Fierce Biotech named STORM as one of its 2022 “Fierce 15”, designating it as one of the most innovative, exciting biotechnology companies in the industry, pioneering novel drug targets.
STORM investors include M Ventures, Pfizer Ventures, Taiho Ventures LLC, Cambridge Innovation Capital I Limited, Seroba Life Sciences, IP Group plc, Fast Track Initiative (FTI), and the UTokyo Innovation Platform Co., Ltd. (UTokyo IPC).
For more information, please visit www.stormtherapeutics.com
About STC-15
STORM’s lead clinical program STC-15 is a first-in-class inhibitor of RNA modification and is the first ever RNA methyltransferase inhibitor to enter clinical development. STC-15 is an oral small molecule that inhibits METTL3, an RNA methyltransferase implicated in oncology and other diseases. Certain RNA methyltransferases are important regulators of RNA sensing and innate immune activation and represent novel immune-regulatory targets.
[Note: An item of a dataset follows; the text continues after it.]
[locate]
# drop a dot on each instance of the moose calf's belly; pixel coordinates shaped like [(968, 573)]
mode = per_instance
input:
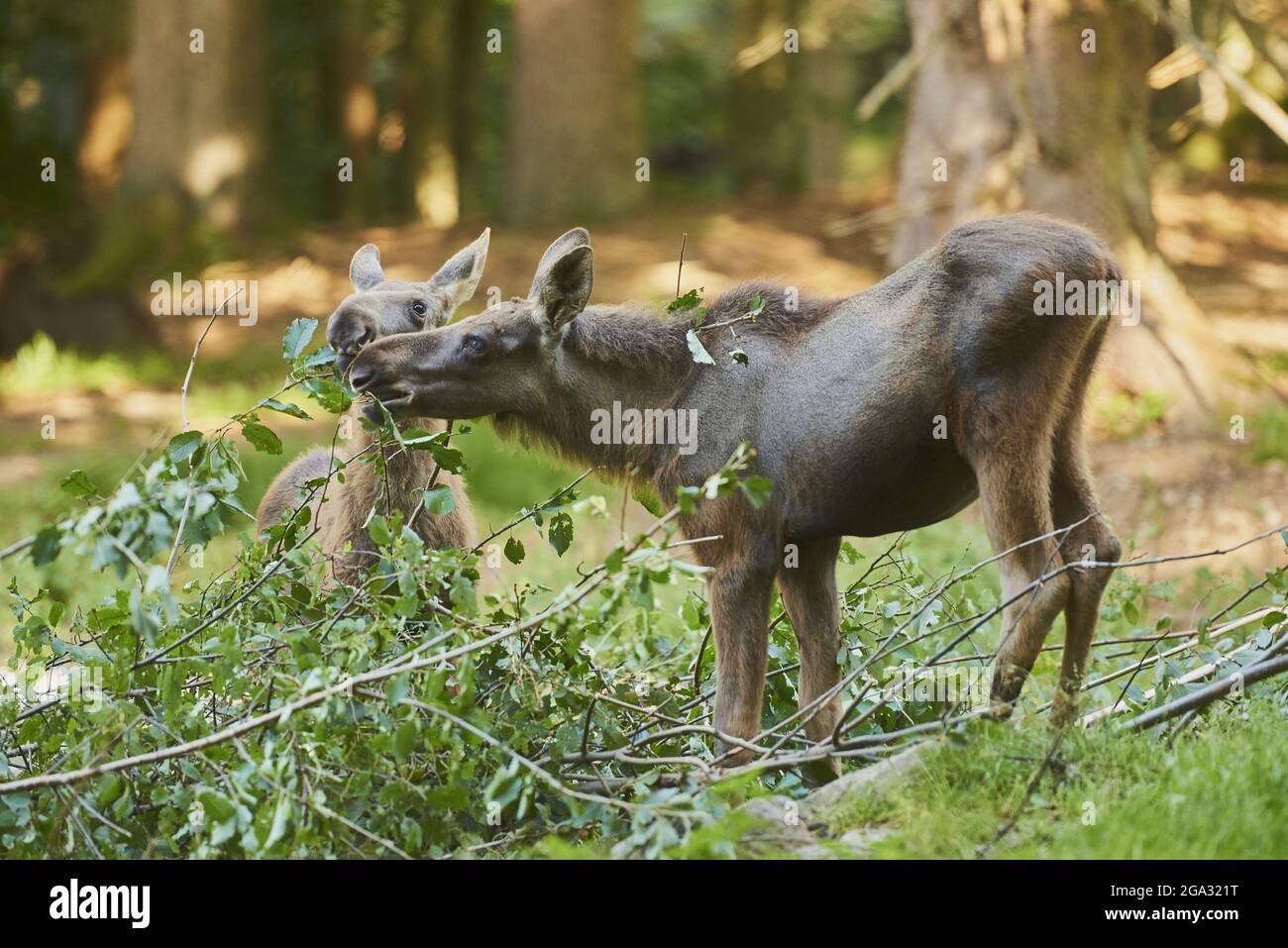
[(881, 493)]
STC-15 has also been shown to inhibit tumor growth through mechanisms involving anti-cancer immune responses, such as changes in interferon signaling and synergy with T cell checkpoint blockade. In addition, this compound has demonstrated efficacy in leukemia models via mechanisms such inhibition of leukemia stem cell function.
STORM commenced the dosing of the first patient in a Phase 1 clinical study of STC-15 in patients living with solid tumors in November 2022 and anticipates presenting additional results from its study in 2023. Details of the study can be found on clinicaltrials.gov under the identifier NCT05584111.